I spent my student days
at Downing College, Cambridge, which was particularly renowned as a lawyer’s
college. There I met a young law student from Wales. We were not particularly
friends, but we met occasionally for lunch when we both ended up working in
London in the 1980s. If I remember right, he was at the time an international
shipping specialist. I have not seen him in decades, but was briefly in touch
two years ago when I saw his photo on
the cover of my college newsletter. He had just been appointed a justice of the
UK’s Supreme Court.
If you are wondering what
this preamble has to do with Brexit, he was one of eleven judges who today
ruled on two cases related to the prorogation of Parliament by the current
government.
The Supreme Court
ruled today concerning the lawfulness of the government’s prorogation of
Parliament. The maximum number of eleven justices heard the case. The ruling was unanimous, which is
quite remarkable. The ruling was read by justice Lady Hale with admirable
clarity and precision. If you were to meet Lady Hale in your local supermarket,
she might seem to be anybody’s grandmother, but she has a razor-sharp mind.
My non-lawyer’s
understanding of the ruling is as follows:
1.
The court ruled that the prorogation is justiciable. The government had
argued that it is not.
2.
The court then ruled that the power of prorogation has limits (a 17th-century
precedent was cited), and that therefore the court had to rule as to whether the
limits of the power of prorogation had been exceeded. The government had argued
that the court has no power to rule as to the limits of the “prerogative power”
of prorogation.
3.
The court distinguished between recess and prorogation. When Parliament
is in recess it does not sit for its day-to-day business but Parliamentary
business can and does continue. Committees can scrutinize government actions,
and other business proceeds as normal. Prorogation is quite different: it stops
all Parliamentary business, any laws that have not received Royal Assent lapse.

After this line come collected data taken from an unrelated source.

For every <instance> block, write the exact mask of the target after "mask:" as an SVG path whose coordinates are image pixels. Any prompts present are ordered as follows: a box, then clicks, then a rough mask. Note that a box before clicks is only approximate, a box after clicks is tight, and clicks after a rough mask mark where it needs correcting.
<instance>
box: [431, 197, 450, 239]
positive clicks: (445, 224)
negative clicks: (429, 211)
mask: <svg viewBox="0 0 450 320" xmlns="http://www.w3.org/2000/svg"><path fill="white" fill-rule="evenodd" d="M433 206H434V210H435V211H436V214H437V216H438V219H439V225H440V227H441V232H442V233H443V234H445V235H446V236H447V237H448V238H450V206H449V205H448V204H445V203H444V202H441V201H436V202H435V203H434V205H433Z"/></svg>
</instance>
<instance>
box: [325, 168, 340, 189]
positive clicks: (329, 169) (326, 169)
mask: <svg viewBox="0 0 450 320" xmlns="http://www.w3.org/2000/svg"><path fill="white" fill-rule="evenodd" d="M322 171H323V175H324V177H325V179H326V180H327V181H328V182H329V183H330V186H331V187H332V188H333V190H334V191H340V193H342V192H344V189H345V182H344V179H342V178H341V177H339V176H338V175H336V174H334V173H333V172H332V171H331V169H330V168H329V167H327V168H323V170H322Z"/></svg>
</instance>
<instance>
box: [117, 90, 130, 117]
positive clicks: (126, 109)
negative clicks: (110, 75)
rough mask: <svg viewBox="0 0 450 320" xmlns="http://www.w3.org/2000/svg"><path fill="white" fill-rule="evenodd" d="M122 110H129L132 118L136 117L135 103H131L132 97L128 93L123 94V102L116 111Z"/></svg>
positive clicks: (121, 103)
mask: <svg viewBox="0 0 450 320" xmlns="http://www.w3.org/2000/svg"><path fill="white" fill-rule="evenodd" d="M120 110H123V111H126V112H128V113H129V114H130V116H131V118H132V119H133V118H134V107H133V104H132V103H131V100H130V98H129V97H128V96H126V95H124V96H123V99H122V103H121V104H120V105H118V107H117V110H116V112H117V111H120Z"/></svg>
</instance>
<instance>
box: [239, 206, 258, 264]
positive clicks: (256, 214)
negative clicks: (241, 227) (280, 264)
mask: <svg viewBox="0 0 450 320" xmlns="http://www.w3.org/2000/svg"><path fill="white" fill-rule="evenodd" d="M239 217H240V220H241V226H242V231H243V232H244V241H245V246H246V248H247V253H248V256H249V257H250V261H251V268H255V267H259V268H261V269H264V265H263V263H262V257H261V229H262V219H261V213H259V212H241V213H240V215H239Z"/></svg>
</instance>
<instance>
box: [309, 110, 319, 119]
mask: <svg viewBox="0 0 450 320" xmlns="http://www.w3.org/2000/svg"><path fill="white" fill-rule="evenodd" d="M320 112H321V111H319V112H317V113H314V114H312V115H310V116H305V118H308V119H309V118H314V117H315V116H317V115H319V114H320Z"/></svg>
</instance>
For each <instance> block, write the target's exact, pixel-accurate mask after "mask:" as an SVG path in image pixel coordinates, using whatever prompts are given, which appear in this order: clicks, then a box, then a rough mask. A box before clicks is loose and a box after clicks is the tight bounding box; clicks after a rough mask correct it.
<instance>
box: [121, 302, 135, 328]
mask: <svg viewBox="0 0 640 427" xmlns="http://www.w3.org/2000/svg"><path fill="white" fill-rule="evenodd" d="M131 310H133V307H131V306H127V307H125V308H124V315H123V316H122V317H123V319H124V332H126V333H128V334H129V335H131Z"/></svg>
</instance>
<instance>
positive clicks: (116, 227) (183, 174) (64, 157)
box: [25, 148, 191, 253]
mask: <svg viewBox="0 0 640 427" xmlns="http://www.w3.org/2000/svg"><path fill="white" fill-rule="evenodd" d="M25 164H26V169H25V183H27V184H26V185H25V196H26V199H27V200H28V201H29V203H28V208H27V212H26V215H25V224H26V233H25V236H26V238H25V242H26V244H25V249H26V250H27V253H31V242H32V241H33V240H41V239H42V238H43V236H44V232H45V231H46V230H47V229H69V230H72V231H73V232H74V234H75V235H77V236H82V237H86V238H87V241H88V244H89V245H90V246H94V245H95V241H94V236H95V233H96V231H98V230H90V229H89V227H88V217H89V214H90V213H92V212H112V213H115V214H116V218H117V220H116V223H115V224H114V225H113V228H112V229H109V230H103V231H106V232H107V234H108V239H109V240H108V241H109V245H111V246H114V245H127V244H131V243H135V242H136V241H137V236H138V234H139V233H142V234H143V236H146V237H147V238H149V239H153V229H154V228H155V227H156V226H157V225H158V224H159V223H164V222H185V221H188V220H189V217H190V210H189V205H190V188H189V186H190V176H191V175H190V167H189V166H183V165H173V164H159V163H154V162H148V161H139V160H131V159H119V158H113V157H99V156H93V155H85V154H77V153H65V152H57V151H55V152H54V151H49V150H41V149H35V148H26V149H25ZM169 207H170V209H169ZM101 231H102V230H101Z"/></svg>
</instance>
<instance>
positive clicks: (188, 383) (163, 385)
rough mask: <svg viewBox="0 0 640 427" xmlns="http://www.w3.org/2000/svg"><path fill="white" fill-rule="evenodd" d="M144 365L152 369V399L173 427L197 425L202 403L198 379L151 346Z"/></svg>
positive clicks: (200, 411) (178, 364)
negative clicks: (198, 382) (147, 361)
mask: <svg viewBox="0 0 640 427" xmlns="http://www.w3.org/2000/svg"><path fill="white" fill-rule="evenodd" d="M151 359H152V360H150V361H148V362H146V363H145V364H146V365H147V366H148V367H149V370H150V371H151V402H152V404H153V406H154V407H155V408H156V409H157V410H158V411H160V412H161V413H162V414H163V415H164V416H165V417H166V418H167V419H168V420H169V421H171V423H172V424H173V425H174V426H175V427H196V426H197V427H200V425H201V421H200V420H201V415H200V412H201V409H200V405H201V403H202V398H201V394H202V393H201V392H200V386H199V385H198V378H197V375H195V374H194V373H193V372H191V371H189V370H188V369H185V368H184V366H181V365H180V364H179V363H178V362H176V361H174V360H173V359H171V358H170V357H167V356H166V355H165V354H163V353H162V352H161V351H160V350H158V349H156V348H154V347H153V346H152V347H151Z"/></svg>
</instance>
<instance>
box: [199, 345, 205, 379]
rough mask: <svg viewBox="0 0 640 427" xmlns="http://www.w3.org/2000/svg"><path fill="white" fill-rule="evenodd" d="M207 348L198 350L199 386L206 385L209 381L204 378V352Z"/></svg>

At this time of year Parliament would normally be in recess so that MPs can
attend the annual conferences of their parties (Liberal Democrat last week,
Labour this week, Conservative next week).
4.
The court further ruled that prorogation is not a procedure in
Parliament. This is a rather technical point. In effect it means that
prorogation was not simply a normal procedure of Parliament but was, rather, imposed
on Parliament by the government.
5.
The court then ruled as to whether the prorogation exceeded legal
limits. The government had argued that it needed to prorogue Parliament to prepare
for a Queen’s Speech to start a new session of Parliament, and that this was a
perfectly normal procedure. The court ruled that the prorogation was clearly
excessive: prorogation is normally a matter of four to six days, not five
weeks.
6.
The court pointed out that the timing of the prorogation was
significant. By 31 October Parliament must decide whether or not our nation embarks
on a constitutional change of great significance. The prorogation clearly
denied Parliament the time and ability to discuss and scrutinize this important
matter. In short, this prorogation, made in exceptional circumstances, was an
extreme act with no justification. It had substantial effects on Parliamentary
democracy. The government had argued the contrary.
7.
The Prime Minister’s advice to the Queen was unlawful. The prorogation
is “void and of no effect”. That is to say that Parliament has not been
prorogued and can resume sitting when called by the Speaker of the House, not
by the government.
8.
The court emphasized that the only justification for prorogation that it
had been given by the government was a memo from the Director of Legislative
Affairs in 10 Downing Street. This memo did not justify the extent of the
prorogation.
There was not a hint
of uncertainty or nuance in the judgement. The ruling clearly stated that the
Prime Minister unlawfully advised the Queen to prorogue parliament, and in
doing so breached the fundamental constitutional principle of Parliamentary
sovereignty, and the ability of Parliament to hold the government to account.
I cannot tell you what
will happen next – except that I expect Parliament to resume sitting promptly.
It is clear that the Prime minister has over-reached himself. To be elected as
leader of the Conservative Party he promised to leave the EU by 31 October come
what may, with no legislative authority to do so. He lost every vote in Parliament
during the few days that he allowed it to sit. He tried to prevent Parliament
opposing his plans by simply suspending it until it was too late to act. He failed
to consider those who might oppose his actions. One opponent is a Scottish
National Party MP, Joanna Cherry. She brought a case in the Scottish Court of
Session. The other is a business woman, Gina Miller, who brought her case at
the UK High Court. She previously challenged Prime Minister May’s plan to deny
Parliament a vote as to whether to give notice of the UK’s intention to leave
the EU. I am afraid to say that she
should probably have a bodyguard for the near future.